Я начинаю тихо. Почти без голоса, сиплым шёпотом.
— Я так хочу, чтобы лето не кончалось...
Чтоб оно за мною мчалось...За мною в след...
Старая песня. Её крутили по радио, когда я ехала в поезде. Я даже не знаю,
откуда я её помню. Просто всплыла.
У меня нет голоса. Нет слуха. Есть только он и его рука в моей.
Лейтенант сжимает мои пальцы — слабо, но сжимает. Глаза его становятся спокойнее. Он смотрит на меня, на моё лицо, на выбившиеся волосы.
Я пою.
— Я так хочу, чтобы маленьким и взрослым
Удивительные звезды дарили свет. Лето, ах, лето…
За стеной ухают прилёты.
По щеке лейтенанта течёт ещё одна слеза. Я вытираю и её.
Он улыбается.
Слабо, одними уголками губ.
— Ты красивая, — шепчет он. — Как солнце...
И замолкает.
Глаза остаются открытыми, но уже ничего не видят. Хватка на моих пальцах слабеет, рука становится тяжёлой и чужой.
Я допеваю припев до конца.
—Лето звездное, будь со мной!
Нельзя обрывать.
Потом аккуратно закрываю ему веки. Поправляю ворот куртки. Смотрю на часы.
4:35 утра.
Я запоминаю.
Встаю.
Ноги ватные. Я иду к выходу, перешагивая через лужицы крови, через брошенные бинты. Никто не обращает внимания.
7
-----------------
На улице сырая осенняя темень. Только где-то далеко полыхают зарницы — там работает артиллерия. Небо чёрное, звёзд не видно. Пахнет прелой листвой и гарью.
Я отхожу к стене, опираюсь руками о холодный кирпич.
Меня выворачивает.
Желудок пуст, поэтому просто сухие спазмы, резь и слёзы, которые текут сами собой. Я стою на полусогнутых, упершись руками в колени, и меня трясёт.
Хочется лечь.
Хочется, чтобы кто-нибудь обнял.
Хочется туда, в тот дом, который я придумала. Где он красит окна, где дети бегают по траве, где вечером мы сидим на крыльце.

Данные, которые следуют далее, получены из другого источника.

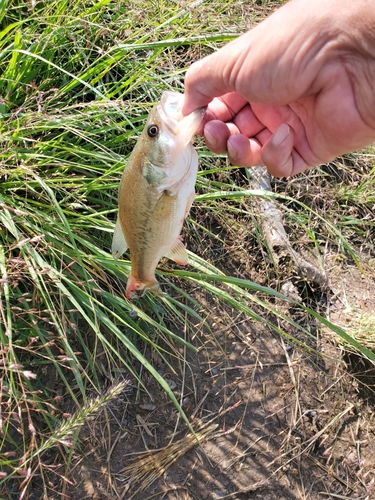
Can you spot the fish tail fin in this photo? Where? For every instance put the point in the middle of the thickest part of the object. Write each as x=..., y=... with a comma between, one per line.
x=119, y=245
x=136, y=288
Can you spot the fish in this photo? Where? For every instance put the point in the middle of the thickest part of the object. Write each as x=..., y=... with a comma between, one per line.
x=156, y=191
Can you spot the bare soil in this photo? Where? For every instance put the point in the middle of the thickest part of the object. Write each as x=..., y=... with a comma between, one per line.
x=275, y=420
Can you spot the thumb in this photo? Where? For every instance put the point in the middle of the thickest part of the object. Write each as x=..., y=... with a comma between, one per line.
x=204, y=80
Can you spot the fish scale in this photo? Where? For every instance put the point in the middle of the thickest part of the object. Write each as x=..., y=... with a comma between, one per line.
x=156, y=192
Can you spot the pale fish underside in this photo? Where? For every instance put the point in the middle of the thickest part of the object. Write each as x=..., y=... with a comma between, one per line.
x=156, y=193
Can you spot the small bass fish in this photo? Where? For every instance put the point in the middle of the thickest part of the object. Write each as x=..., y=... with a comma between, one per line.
x=156, y=193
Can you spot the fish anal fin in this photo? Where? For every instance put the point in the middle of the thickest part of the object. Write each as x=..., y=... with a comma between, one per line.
x=135, y=288
x=178, y=253
x=119, y=245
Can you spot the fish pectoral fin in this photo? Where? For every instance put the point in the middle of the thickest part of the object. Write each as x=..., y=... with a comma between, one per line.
x=178, y=253
x=119, y=245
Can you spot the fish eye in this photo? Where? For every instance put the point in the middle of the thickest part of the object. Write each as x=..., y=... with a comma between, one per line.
x=153, y=130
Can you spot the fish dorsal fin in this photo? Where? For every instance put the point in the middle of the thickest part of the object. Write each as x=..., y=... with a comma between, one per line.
x=119, y=245
x=178, y=253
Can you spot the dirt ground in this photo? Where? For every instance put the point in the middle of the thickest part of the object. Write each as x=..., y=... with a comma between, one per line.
x=274, y=420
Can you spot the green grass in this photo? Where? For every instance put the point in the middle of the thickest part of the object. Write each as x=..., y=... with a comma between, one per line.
x=78, y=79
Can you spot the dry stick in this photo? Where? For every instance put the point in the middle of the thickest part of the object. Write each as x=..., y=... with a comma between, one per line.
x=271, y=222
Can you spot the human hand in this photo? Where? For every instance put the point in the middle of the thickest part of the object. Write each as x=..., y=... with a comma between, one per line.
x=296, y=91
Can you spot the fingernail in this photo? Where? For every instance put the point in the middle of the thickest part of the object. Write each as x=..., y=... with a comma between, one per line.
x=281, y=134
x=210, y=138
x=233, y=153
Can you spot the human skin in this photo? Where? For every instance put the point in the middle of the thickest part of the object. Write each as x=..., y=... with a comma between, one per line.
x=295, y=91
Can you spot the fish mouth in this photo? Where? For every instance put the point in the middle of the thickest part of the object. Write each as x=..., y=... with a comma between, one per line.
x=183, y=127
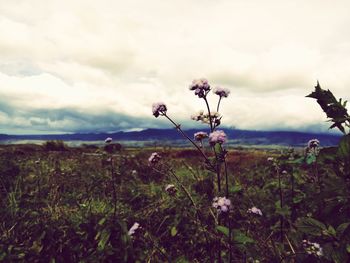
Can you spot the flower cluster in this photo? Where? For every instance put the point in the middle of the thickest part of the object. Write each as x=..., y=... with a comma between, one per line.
x=158, y=108
x=199, y=136
x=200, y=87
x=154, y=158
x=313, y=147
x=222, y=204
x=312, y=248
x=314, y=143
x=204, y=118
x=222, y=92
x=171, y=189
x=254, y=210
x=134, y=227
x=108, y=140
x=218, y=136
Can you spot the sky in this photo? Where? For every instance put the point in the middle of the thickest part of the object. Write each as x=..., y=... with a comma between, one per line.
x=97, y=66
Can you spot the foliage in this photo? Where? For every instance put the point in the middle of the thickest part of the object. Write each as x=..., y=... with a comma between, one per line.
x=79, y=205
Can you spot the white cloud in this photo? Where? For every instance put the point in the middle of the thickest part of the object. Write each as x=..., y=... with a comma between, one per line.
x=120, y=56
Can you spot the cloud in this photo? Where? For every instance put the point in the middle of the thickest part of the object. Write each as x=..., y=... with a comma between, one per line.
x=86, y=60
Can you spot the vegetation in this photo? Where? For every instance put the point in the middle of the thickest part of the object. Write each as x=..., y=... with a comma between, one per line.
x=207, y=204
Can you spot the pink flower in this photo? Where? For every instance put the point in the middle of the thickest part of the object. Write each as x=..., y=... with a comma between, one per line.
x=158, y=108
x=314, y=143
x=254, y=210
x=200, y=87
x=222, y=204
x=198, y=136
x=171, y=189
x=134, y=227
x=108, y=140
x=222, y=92
x=154, y=158
x=218, y=136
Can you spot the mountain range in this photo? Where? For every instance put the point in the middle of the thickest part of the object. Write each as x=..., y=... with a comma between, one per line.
x=235, y=136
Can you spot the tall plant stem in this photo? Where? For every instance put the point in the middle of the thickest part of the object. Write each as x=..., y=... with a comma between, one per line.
x=218, y=169
x=177, y=126
x=199, y=216
x=210, y=119
x=292, y=195
x=114, y=188
x=281, y=203
x=218, y=106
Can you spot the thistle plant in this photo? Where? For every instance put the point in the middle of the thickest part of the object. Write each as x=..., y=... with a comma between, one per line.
x=216, y=140
x=114, y=179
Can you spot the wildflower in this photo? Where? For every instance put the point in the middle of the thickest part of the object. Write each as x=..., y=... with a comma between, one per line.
x=198, y=136
x=108, y=140
x=218, y=136
x=198, y=116
x=134, y=227
x=222, y=204
x=154, y=158
x=158, y=108
x=312, y=248
x=222, y=92
x=314, y=143
x=171, y=189
x=313, y=147
x=254, y=210
x=200, y=87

Но там никого нет. Там никогда никого не будет.
— Аня!
Голос из подвала. Тётя Надя.
— Ты где? Иди сюда! Там двое «красных», помогать надо!
Я вытираю рот рукавом грязной флиски.
Смотрю на холодное небо, на далёкие вспышки.
Потом разворачиваюсь и иду обратно.
В подвал. К свету. К крикам. К запаху крови.
Там, на носилках, ждут пятнадцатый и шестнадцатый. Те, кому ещё можно помочь.
«Красивая, как солнце», — сказал он.
Я иду.
8
-------------------------
У входа я останавливаюсь на секунду.
Поворачиваюсь, смотрю туда, где за простынёй, в «жёлтой зоне», остался четырнадцатый.
Там уже суетятся санитары — освобождают место. Сейчас его унесут. Туда, где лежат остальные «двухсотые». Потом привезут новых.
Я хочу вернуться. Хочу ещё раз посмотреть на него. Запомнить.
Но не возвращаюсь.
Нельзя.
Там ждут пятнадцатый и шестнадцатый.
Я ныряю в подвал.
Генератор тарахтит: ту-дух-ту-дух-ту-дух. Лампочки мигают. Кто-то кричит. Кто-то просит пить. Тётя Надя матерится на санитаров.
Я подхожу к пятнадцатому.
Молодой парень, контуженный, с перевязанной головой. Смотрит на меня испуганными глазами.
— Сестричка, я не умру? — спрашивает он.
Я беру его за руку.
Впервые в жизни я беру кого-то за руку не потому, что надо поставить капельницу или проверить пульс. А просто так.
— Не умрёшь, — говорю я.
И чувствую, как он сжимает мои пальцы.
Как тот.
5:15 утра.
Осень.
Где-то рядом фронт.
Впервые в жизни по мне кто-то плакал, когда я уходила.
Впервые в жизни я держу кого-то за руку просто так.
Впервые в жизни я знаю, что буду помнить это лицо всегда.